In Turkmenistan, CPJ condemns restrictions on journalists covering Sunday’s press elections.

New York, February 9, 2007—The Committee to Protect Journalists condemns restrictions on the foreign and domestic journalists covering the Turkmen presidential election on February 11.

While voters will cast their ballots for a president for the first time since 1992 on Sunday, CPJ said the outcome is all but assured. The six presidential contenders, including acting Head of State Gurbanguly Berdymuhammedov, are from the only permitted political party. No opposition candidates will be allowed to run, and no international observers will be allowed to monitor the vote.

Radio Free Europe/Radio Liberty, the only international broadcaster that maintains an informal network of correspondents in Turkmenistan, said in a press release today that it will “keep watch on the polling in all key areas of … [Turkmenistan], including the capital Ashgabat, the … eastern city of Mary and Turkmenabad in the north.”

Correspondents and contributors to the Turkmen Service of RFE/RL , along with their families, have endured harassment over the years, solely for their connection to the radio. Harassment has ranged from threats and surveillance of their daily activities, to torture, imprisonment, even murder.

Foreign correspondents have dwindled to only a handful in Turkmenistan , primarily from Russian news outlets, but they keep a low profile because of harassment or denied visas and accreditation.
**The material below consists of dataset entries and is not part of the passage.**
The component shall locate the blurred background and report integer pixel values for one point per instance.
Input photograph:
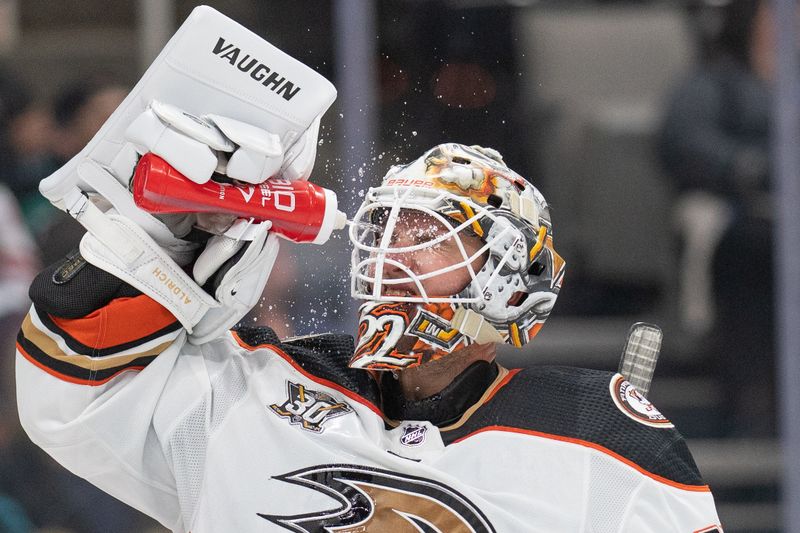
(646, 125)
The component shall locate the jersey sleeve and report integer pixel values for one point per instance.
(94, 359)
(660, 508)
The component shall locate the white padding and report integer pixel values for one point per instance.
(192, 158)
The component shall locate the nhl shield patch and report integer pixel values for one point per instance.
(413, 435)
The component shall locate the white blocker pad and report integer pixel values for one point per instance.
(212, 65)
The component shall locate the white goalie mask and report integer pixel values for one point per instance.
(496, 232)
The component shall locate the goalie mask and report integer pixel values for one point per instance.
(452, 249)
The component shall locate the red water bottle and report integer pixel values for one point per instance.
(299, 210)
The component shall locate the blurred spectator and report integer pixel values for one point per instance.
(78, 111)
(35, 493)
(715, 143)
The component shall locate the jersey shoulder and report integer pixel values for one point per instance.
(588, 407)
(322, 356)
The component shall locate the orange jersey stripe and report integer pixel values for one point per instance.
(123, 320)
(618, 457)
(511, 373)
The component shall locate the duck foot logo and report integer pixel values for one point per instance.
(375, 500)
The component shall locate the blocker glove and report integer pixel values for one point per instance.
(202, 115)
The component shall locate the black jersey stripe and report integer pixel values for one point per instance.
(75, 373)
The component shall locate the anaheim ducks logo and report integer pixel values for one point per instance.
(372, 500)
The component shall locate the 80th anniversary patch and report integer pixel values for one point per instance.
(310, 409)
(631, 402)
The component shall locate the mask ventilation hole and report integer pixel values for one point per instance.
(536, 268)
(517, 299)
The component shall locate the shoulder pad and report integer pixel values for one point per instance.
(592, 407)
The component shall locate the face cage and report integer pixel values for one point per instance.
(366, 257)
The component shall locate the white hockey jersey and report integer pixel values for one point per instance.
(246, 434)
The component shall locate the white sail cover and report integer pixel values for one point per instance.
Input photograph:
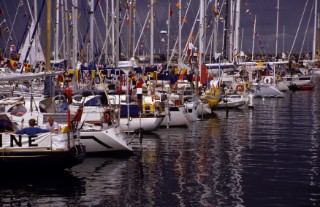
(36, 52)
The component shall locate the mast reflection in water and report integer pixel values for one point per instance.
(267, 156)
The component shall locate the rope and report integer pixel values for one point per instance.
(305, 33)
(14, 20)
(294, 41)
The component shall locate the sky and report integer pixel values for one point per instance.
(290, 14)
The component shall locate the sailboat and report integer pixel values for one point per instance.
(43, 151)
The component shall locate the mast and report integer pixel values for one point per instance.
(91, 7)
(117, 41)
(277, 28)
(75, 33)
(133, 27)
(63, 31)
(67, 37)
(48, 36)
(56, 45)
(107, 27)
(225, 30)
(151, 32)
(231, 43)
(179, 38)
(237, 27)
(314, 30)
(201, 37)
(215, 28)
(168, 36)
(254, 35)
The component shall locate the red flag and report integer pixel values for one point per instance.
(204, 74)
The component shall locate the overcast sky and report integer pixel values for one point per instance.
(291, 12)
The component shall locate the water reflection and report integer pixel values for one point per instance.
(58, 188)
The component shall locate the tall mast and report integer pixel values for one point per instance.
(151, 33)
(215, 28)
(133, 27)
(107, 27)
(117, 46)
(253, 36)
(75, 33)
(48, 36)
(231, 44)
(277, 28)
(179, 38)
(63, 32)
(113, 33)
(237, 27)
(56, 45)
(225, 30)
(201, 35)
(168, 36)
(91, 5)
(314, 30)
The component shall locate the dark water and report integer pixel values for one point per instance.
(268, 156)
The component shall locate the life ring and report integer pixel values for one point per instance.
(106, 117)
(267, 79)
(240, 88)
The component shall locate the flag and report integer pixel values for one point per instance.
(236, 55)
(184, 19)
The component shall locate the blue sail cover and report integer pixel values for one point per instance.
(133, 110)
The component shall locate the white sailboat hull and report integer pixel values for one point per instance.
(145, 123)
(110, 139)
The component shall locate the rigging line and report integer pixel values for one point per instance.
(305, 33)
(294, 41)
(14, 20)
(142, 29)
(176, 42)
(15, 37)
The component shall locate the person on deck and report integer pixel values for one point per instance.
(52, 126)
(31, 130)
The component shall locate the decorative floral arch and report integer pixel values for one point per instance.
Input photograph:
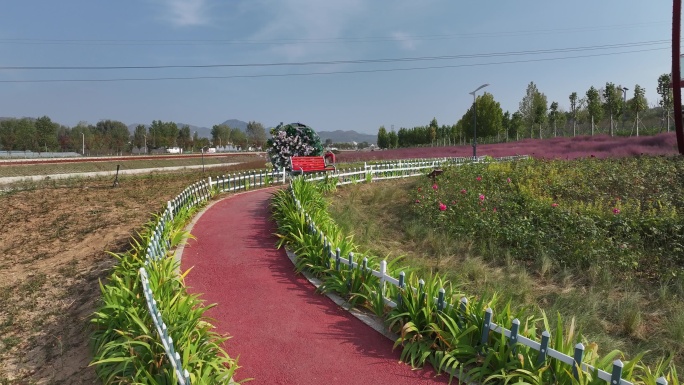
(294, 139)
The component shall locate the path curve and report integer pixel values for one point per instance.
(282, 331)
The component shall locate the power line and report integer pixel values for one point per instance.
(357, 61)
(328, 73)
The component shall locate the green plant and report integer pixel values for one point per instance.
(126, 347)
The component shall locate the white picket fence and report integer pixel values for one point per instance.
(200, 192)
(413, 168)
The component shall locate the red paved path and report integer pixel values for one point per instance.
(283, 332)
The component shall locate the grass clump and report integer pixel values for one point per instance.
(610, 298)
(126, 345)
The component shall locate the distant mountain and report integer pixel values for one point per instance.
(234, 123)
(339, 136)
(202, 132)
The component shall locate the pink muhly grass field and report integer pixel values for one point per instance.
(599, 146)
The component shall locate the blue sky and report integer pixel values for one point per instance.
(349, 96)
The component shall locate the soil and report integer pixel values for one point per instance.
(55, 239)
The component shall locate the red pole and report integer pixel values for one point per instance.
(676, 72)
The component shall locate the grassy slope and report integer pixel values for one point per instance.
(614, 312)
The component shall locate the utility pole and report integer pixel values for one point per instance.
(624, 108)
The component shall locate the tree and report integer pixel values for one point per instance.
(64, 138)
(539, 108)
(82, 136)
(574, 107)
(506, 123)
(554, 116)
(156, 132)
(239, 138)
(594, 106)
(256, 133)
(517, 124)
(666, 98)
(433, 130)
(612, 96)
(8, 134)
(114, 134)
(638, 104)
(220, 133)
(526, 106)
(184, 140)
(26, 134)
(195, 141)
(393, 139)
(46, 133)
(290, 140)
(489, 117)
(383, 138)
(140, 137)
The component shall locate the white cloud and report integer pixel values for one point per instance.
(309, 23)
(405, 41)
(185, 13)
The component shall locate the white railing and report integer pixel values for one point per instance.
(159, 242)
(411, 168)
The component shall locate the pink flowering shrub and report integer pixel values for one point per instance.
(613, 212)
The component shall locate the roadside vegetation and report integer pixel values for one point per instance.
(56, 235)
(597, 241)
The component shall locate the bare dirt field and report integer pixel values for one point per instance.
(54, 238)
(55, 234)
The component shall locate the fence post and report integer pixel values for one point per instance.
(402, 277)
(463, 309)
(440, 299)
(351, 269)
(579, 352)
(616, 375)
(513, 340)
(337, 259)
(421, 291)
(383, 272)
(485, 326)
(544, 348)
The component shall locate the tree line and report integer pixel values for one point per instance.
(113, 137)
(604, 110)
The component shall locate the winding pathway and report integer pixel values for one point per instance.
(282, 331)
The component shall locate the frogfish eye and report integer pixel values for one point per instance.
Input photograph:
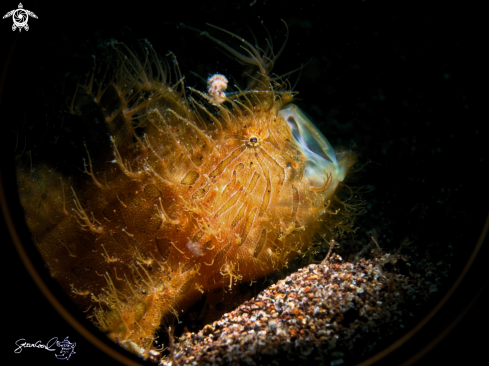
(314, 145)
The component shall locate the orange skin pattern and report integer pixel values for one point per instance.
(193, 196)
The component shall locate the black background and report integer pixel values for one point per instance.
(401, 82)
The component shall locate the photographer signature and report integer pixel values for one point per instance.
(65, 349)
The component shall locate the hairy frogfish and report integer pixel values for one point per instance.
(183, 192)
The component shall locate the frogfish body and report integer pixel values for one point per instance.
(185, 195)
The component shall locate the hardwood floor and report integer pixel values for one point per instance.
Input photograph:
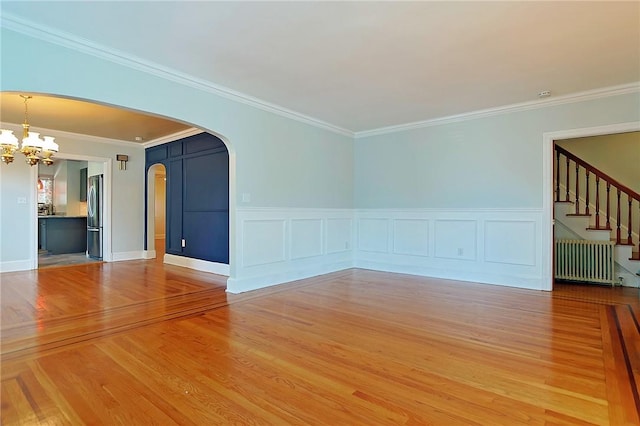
(145, 343)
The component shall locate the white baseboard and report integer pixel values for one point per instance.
(240, 285)
(197, 264)
(128, 255)
(16, 265)
(507, 280)
(149, 254)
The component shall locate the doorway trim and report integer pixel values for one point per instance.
(548, 140)
(107, 252)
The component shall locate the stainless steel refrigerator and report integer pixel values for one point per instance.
(94, 217)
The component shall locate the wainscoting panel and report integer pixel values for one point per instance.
(493, 246)
(263, 241)
(339, 235)
(510, 242)
(411, 236)
(276, 245)
(456, 239)
(306, 238)
(373, 235)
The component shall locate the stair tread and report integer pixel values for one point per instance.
(622, 242)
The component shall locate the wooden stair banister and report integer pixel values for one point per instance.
(609, 181)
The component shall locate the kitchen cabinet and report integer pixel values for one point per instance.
(62, 234)
(83, 184)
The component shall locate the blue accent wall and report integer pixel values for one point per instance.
(197, 194)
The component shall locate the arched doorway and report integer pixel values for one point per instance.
(197, 169)
(156, 214)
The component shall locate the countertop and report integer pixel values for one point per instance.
(55, 216)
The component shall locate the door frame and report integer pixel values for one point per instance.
(107, 253)
(548, 140)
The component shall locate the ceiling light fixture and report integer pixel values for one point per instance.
(34, 148)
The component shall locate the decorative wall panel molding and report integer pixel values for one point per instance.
(510, 241)
(373, 235)
(263, 241)
(276, 245)
(306, 238)
(456, 239)
(493, 246)
(339, 235)
(411, 237)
In 2004, the Turkmen Communications Ministry suspended the last foreign radio station broadcasting from Turkmenistan, the Russian Radio Mayak, allegedly because of an outdated transmitter; the next year, security agents expelled one of the few remaining international correspondents, Viktor Panov of the Russian state news agency RIA Novosti, on fabricated charges of espionage.

“They call it an election but the will of the people cannot be discerned when the press is systematically impeded from doing its work,” said CPJ Executive Director Joel Simon .

In the immediate aftermath of Saparmurat Niyazov’s death by heart failure at age 66 on December 21, his named successor, Berdymuhammedov, pledged to continue on the path of the late president. While Berdymuhammedov said publicly that all presidential candidates should receive equal media time for campaigning, he has been the only candidate in the media.

Turkmenistan is one of the world’s most censored societies, according to CPJ research which documented the September death of RFE/RL correspondent Ogulsapar Muradova in an Ashgabat prison. Fifty-eight-year-old Muradova was arrested and held incommunicado for two months before being sentenced to six years in jail on what CPJ found were bogus charges of possessing ammunition in a secret trial without counsel that lasted all but a few minutes. Three weeks later, her family received her dead body. There was no autopsy, no explanation of the cause and time of death, and authorities refused international calls for an independent investigation into her death.